Abbiamo posto all’Avvocato Fabio Cristrelli,  referente dell’ufficio legale Confederazione dello sport  area Napoli Nord, alcune domande:

– Lo sport è stato tra i settori più penalizzati a causa della pandemia d covid 19. Nonostante ciò, nel neonato governo Draghi non è stato istituito il Ministero dello sport. Cosa ne pensi a riguardo?

“E’ per me scandaloso che un Premier non abbia posto una figura addetta al Ministero dello sport. Io credo molto nel valore dello sport, importante non solo per la salute,ma fondamentale soprattutto dal punto di vista educativo, sociale e formativo.  Sono sempre stato convinto che più i giovani si avviano allo sport, più avremo una società migliore. Oggi esiste un vacatio: Abbiamo solo un capo del Dipartimento che affiancava l’uscente Ministro Spadafora. Pare però che l’ex Ministro entrerà in Commissione cultura e poiché questa si occupa anche di sport lui, in qualità di Deputato, potrà seguire le vicende legate al mondo sportivo.

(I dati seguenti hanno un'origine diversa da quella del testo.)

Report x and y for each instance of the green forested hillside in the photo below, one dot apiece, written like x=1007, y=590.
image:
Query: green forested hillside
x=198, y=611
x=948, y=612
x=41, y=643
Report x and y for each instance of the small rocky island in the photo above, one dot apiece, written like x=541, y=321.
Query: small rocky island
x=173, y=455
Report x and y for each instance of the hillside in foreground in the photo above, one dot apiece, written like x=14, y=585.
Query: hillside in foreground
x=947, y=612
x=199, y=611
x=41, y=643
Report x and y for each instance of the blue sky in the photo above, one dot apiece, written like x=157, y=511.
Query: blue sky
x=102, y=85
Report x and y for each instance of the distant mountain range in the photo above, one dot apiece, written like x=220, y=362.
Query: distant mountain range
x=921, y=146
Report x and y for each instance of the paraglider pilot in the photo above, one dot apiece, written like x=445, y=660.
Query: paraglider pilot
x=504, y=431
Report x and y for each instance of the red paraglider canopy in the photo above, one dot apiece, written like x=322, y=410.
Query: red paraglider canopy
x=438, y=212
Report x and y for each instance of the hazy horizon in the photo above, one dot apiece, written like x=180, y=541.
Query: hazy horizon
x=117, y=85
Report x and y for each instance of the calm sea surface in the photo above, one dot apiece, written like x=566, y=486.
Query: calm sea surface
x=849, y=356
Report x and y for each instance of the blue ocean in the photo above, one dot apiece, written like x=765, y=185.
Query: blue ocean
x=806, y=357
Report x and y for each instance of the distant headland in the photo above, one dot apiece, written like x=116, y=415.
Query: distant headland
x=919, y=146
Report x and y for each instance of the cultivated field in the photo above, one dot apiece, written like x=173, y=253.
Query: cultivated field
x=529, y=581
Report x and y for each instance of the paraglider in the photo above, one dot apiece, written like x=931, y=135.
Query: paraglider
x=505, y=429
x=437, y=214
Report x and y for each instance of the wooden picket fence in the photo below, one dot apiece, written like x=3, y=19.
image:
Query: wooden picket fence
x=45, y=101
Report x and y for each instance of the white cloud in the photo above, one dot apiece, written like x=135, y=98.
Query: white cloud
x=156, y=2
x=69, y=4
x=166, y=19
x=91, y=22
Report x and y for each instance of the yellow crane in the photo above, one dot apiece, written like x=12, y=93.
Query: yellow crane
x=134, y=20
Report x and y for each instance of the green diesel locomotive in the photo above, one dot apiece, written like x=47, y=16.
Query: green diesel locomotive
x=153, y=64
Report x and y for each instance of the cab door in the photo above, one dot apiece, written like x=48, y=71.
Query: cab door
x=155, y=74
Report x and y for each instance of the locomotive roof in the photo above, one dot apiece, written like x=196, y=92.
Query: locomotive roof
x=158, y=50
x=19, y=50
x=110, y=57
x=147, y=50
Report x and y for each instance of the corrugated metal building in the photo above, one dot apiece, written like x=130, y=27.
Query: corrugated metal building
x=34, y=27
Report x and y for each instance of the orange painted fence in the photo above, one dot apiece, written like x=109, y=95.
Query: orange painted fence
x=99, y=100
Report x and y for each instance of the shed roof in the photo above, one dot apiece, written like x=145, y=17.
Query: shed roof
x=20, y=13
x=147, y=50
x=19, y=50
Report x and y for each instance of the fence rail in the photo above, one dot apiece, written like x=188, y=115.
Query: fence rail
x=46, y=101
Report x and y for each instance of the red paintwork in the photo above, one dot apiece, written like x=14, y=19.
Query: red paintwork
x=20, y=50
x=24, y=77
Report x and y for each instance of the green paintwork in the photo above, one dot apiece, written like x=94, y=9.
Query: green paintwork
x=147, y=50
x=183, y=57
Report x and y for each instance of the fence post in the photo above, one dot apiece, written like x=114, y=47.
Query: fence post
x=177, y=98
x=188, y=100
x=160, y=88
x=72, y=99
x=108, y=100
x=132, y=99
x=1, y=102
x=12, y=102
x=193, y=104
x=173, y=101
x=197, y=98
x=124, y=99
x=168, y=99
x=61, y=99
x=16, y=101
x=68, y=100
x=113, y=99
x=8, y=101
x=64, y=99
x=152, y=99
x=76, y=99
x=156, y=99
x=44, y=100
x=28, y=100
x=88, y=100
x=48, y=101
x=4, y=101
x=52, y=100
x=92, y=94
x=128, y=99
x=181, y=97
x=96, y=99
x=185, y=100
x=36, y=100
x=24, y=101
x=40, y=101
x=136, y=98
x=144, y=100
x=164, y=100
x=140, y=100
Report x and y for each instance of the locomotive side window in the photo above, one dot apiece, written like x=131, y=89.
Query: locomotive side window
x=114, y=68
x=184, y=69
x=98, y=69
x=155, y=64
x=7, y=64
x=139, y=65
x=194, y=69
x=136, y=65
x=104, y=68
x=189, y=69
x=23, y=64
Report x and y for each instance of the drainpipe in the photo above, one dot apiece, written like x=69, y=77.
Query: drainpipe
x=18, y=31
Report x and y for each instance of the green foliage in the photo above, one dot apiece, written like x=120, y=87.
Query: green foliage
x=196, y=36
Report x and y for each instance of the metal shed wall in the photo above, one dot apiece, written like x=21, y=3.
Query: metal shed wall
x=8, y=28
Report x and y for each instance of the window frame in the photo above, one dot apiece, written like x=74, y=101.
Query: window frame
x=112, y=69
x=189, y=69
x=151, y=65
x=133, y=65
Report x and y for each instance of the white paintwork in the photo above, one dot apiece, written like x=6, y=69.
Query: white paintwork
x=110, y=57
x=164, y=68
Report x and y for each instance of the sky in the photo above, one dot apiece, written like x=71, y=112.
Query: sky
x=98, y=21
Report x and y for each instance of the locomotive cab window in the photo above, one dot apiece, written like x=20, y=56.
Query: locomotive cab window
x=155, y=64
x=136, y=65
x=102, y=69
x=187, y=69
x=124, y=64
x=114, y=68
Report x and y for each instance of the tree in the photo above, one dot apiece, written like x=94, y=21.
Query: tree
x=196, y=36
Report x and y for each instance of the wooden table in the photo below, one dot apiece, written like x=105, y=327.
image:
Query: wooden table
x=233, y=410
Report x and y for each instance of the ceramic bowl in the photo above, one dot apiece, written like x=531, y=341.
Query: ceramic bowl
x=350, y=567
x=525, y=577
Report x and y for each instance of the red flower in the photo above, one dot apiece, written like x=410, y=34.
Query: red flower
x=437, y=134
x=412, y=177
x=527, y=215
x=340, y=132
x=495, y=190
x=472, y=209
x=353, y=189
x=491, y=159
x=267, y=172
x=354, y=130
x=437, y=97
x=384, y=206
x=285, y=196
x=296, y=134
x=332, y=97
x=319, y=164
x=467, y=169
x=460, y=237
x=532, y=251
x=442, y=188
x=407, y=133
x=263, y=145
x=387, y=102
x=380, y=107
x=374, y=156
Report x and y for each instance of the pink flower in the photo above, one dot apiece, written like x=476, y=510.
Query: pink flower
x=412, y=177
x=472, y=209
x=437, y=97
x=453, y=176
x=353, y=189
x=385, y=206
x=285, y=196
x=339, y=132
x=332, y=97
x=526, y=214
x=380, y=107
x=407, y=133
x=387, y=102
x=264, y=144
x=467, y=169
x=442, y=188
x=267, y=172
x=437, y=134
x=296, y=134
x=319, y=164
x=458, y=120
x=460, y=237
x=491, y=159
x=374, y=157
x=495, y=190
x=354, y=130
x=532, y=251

A breve, inoltre,  potrebbe essere nominato un sottosegretario allo Sport.  Vedremo se effettivamente  ciò accadrà”

I sindacati hanno chiesto alla Presidenza del Consiglio dei ministri un incontro sulla riforma dello sport e sui ristori destinati al settore. Cosa puoi dirci in proposito? Quali istanze e proposte saranno presentate?

“Tutto ciò è avvenuto perché la vacatio di cui accennavo prima, nonché l’Inerzia dell’unico organismo sportivo riconosciuto a carattere Nazionale che è il CONI, ha smosso gli animi dei maggiori sindacati: CGIL, CISL e UIL, che hanno dunque deciso di chiedere un incontro al capo del Dipartimento. Le proposte non solo verteranno su uno studio più accurato della neo Riforma dello Sport, ma le OSS battaglieranno affinché parte delle somme di sostegno stanziate vengano destinate anche al comparto sportivo”.

Che tipo di sostegno c’è stato per gli operatori dello sport di base e, secondo il tuo parere, i ristori sono sufficienti  a non decretare la morte di centinaia di società sportive?

I bonus si sono fermati al mese di gennaio. C’è stato un discreto aiuto grazie al Ministro Spadafora, oggi però sono passati mesi e i sostegni non sono più sufficienti. Se le attività sportive, ormai chiuse da troppo tempo, non avranno ristori adeguati, saranno destinate a morire.

Cosa lascerà questa emergenza nel panorama sportivo locale ?

Voglio essere positivo. Per me lo sport va vissuto all’aperto e visto che la battaglia al covid si vince anche evitando luoghi chiusi e affollati,  si potrebbe immaginare di destinare intere aree del territorio alle attività sportive in spazi aperti.  Sono ottimista, questa situazione nel futuro porterà una nuova ondata di sport, di salute, di benessere, ma soprattutto di educazione sociale e civica dei più piccoli che diventeranno i cittadini del domani”.